In many cases, even though residents know their land is riddled with mines, circumstances compel them to walk out into the danger. “Ukrainians have been driven by desperation to enter known minefields to fish, gather food, or collect firewood, only to be injured or killed by mines,” he writes. “Farmers working their fields hit landmines in their tractors as they cultivate the ground ….”
“I knew I had so much experience from my time in Afghanistan with a mine detector, and I felt like I could be helping these innocent people who were stuck in the middle of the war,” he writes.
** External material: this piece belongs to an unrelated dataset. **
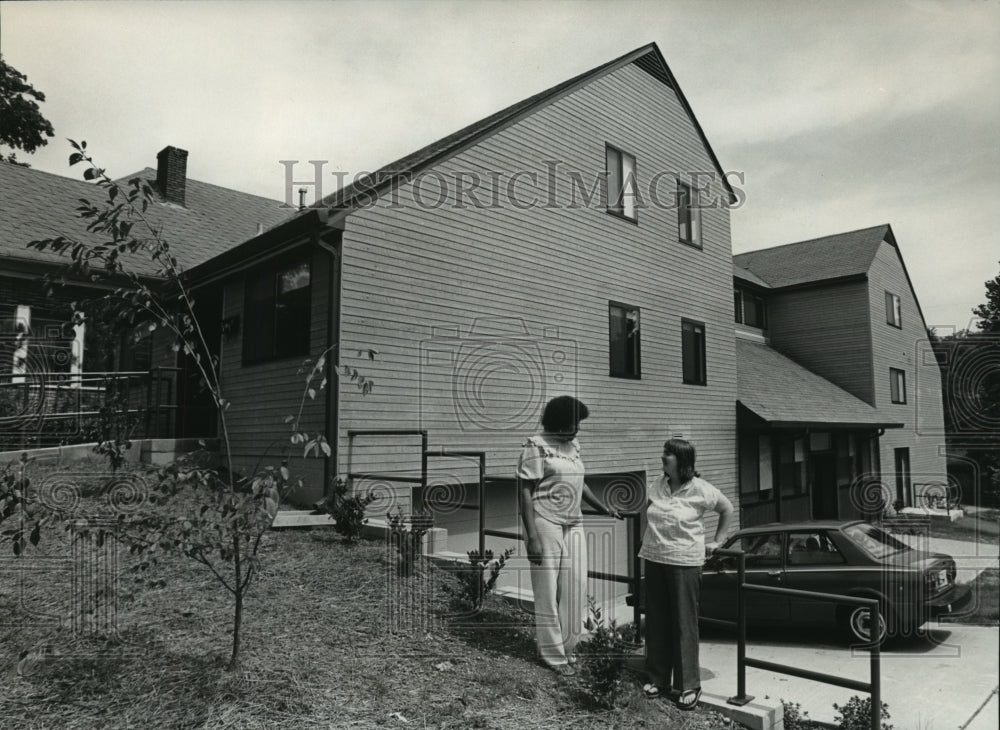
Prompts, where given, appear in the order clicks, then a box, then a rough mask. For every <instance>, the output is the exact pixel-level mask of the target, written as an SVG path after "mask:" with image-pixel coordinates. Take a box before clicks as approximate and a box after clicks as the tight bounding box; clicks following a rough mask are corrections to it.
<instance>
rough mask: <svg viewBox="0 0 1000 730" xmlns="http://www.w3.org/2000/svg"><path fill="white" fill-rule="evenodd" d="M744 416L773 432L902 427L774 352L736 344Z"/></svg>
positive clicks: (740, 385)
mask: <svg viewBox="0 0 1000 730" xmlns="http://www.w3.org/2000/svg"><path fill="white" fill-rule="evenodd" d="M736 362H737V370H736V373H737V378H736V380H737V388H736V393H737V403H738V406H739V408H740V414H741V415H742V416H744V417H746V416H747V415H749V414H752V416H751V420H753V419H754V418H756V419H759V422H760V425H766V426H768V427H770V428H790V429H800V430H802V429H809V430H822V431H876V430H880V429H890V428H903V425H904V424H902V423H899V422H896V421H891V420H889V419H887V418H886V417H885V415H884V414H882V413H879V411H878V410H876V409H875V408H873V407H872V406H870V405H868V404H867V403H865V402H864V401H863V400H861V399H860V398H857V397H855V396H854V395H852V394H851V393H848V392H847V391H846V390H844V389H842V388H840V387H839V386H837V385H835V384H834V383H831V382H830V381H829V380H827V379H826V378H824V377H822V376H821V375H818V374H817V373H814V372H812V371H811V370H808V369H807V368H805V367H803V366H802V365H800V364H798V363H797V362H795V361H794V360H791V359H790V358H788V357H785V356H784V355H782V354H781V353H780V352H778V351H777V350H774V349H772V348H771V347H769V346H767V345H765V344H763V343H760V342H754V341H750V340H744V339H741V338H737V339H736Z"/></svg>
So Hendrickson organizes missions in various parts of Ukraine in order to locate and neutralize the mines. The process, though insanely high risk, is straightforward. He and his colleagues—often Ukrainian volunteers—travel to areas where the Russians were known to have been. Local farmers and other civilians often tell them where unexploded ordnances have been spotted, or the team may just begin walking and sweeping with metal detectors until they hear the beep.
Once one has been located, the task gets easier. “They usually run them in patterns, for the best effects, whether linear or horizontal patterns,” he said. “Once you find that one, then it’s game on. You follow the lines until you run out, then you move on to the next one.”
After a given field or other location is cleared, they conduct a controlled detonation. Then they proceed to the next potential killing field. Then the next, then the next. Hendrickson told the Trumpet that he has so far found and dismantled 450 mines. The best estimates say it could take up to 10 years to fully demine Ukraine. The scale of the task is immense. But Hendrickson is not daunted or discouraged.
He told katu News: “If I can save anyone that pain and the life-changing events from stepping on an explosive device, if I can save anyone, especially a child, then it’s all worth it for me.”
His willingness to risk it all for others, in the best traditions of the human spirit, brings to mind the words of the Savior of mankind: “Greater love hath no man than this, that a man lay down his life for his friends” (John 15:13).